Neil F. McFarlane, President & Chief Executive Officer
of Zevra, “We are extremely pleased with the committee’s recognition of the
benefits of arimoclomol for people living with NPC. Based on the totality of
the clinical data, including data from the pivotal trial, the long-term data
from the arimoclomol open label extension study, and data from our expanded
access programs (EAP: NCT04316637), we remain confident in the clinical benefit
offered by arimoclomol as a treatment for NPC, and are optimistic about its
continued path to approval.”
The GeMDAC, comprising experts in medical genetics, inborn
errors of metabolism, epidemiology, and other specialties, evaluated the
advantages and potential drawbacks of arimoclomol. Their discussion included
data presented at the 45th Annual Meeting of the Society for Inherited
Metabolic Disorders (SIMD), along with feedback from independent experts,
Niemann-Pick Disease Type C (NPC) patients, and representatives of patient
advocacy groups. While the committee’s recommendation will inform the FDA’s ongoing
review of the arimoclomol New Drug Application (NDA), it is not binding on the
Agency. The FDA has set a Prescription Drug User Fee Act (PDUFA) action date of
September 21, 2024, for the arimoclomol NDA.
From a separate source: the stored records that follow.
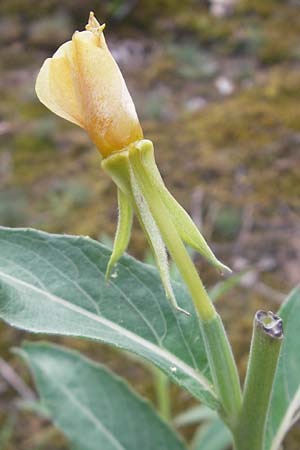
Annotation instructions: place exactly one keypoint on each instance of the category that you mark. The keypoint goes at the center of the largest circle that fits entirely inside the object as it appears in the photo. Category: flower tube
(83, 84)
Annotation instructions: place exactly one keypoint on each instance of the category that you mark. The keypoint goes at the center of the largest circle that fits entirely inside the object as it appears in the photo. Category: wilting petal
(55, 87)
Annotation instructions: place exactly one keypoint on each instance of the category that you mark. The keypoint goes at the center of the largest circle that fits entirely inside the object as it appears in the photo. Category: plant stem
(223, 368)
(162, 388)
(265, 347)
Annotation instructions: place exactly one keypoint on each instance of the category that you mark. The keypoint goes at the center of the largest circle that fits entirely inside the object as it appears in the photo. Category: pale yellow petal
(55, 87)
(109, 112)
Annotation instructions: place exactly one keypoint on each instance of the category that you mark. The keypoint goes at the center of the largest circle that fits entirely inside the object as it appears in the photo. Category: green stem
(224, 371)
(162, 388)
(265, 347)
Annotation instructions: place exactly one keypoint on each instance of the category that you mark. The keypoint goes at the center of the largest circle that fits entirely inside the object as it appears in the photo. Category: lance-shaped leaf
(56, 284)
(95, 409)
(285, 403)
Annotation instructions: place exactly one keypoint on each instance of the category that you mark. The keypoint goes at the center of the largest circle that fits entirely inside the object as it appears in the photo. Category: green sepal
(154, 239)
(185, 226)
(123, 232)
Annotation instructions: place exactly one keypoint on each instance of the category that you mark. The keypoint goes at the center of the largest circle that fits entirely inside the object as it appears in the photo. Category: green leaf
(213, 436)
(56, 284)
(94, 408)
(224, 287)
(285, 402)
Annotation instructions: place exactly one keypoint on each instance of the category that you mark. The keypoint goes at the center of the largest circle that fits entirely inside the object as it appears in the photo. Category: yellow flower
(83, 84)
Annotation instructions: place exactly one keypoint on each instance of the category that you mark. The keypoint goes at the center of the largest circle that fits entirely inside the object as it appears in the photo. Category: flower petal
(109, 112)
(55, 87)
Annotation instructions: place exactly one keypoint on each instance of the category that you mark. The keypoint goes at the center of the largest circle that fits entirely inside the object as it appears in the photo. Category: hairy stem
(265, 347)
(224, 371)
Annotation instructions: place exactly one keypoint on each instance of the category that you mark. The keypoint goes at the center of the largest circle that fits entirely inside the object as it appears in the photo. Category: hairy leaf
(56, 284)
(95, 409)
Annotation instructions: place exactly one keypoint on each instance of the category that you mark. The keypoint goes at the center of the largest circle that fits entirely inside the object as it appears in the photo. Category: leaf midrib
(163, 353)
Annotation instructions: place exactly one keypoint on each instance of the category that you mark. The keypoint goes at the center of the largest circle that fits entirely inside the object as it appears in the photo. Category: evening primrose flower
(83, 84)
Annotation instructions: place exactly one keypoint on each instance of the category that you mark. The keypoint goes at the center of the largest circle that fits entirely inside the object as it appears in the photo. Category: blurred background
(216, 85)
Niemann-Pick disease type C (NPC) is an extremely rare and
progressive neurodegenerative disorder, categorized as a lysosomal storage
disease. It results from the body's inability to transport cholesterol and
other lipids within cells, causing these substances to accumulate in tissues,
particularly in the brain.
The disorder is linked to mutations in the NPC1 or NPC2
genes, which produce lysosomal proteins. NPC affects both children and adults,
presenting a range of symptoms. Those affected by NPC experience a gradual loss
of independence due to physical and cognitive impairments, including
difficulties with speech, cognition, swallowing, mobility, and fine motor
skills. The progression of NPC is relentless and irreversible, often leading to
a fatal outcome within months or taking years for diagnosis and worsening.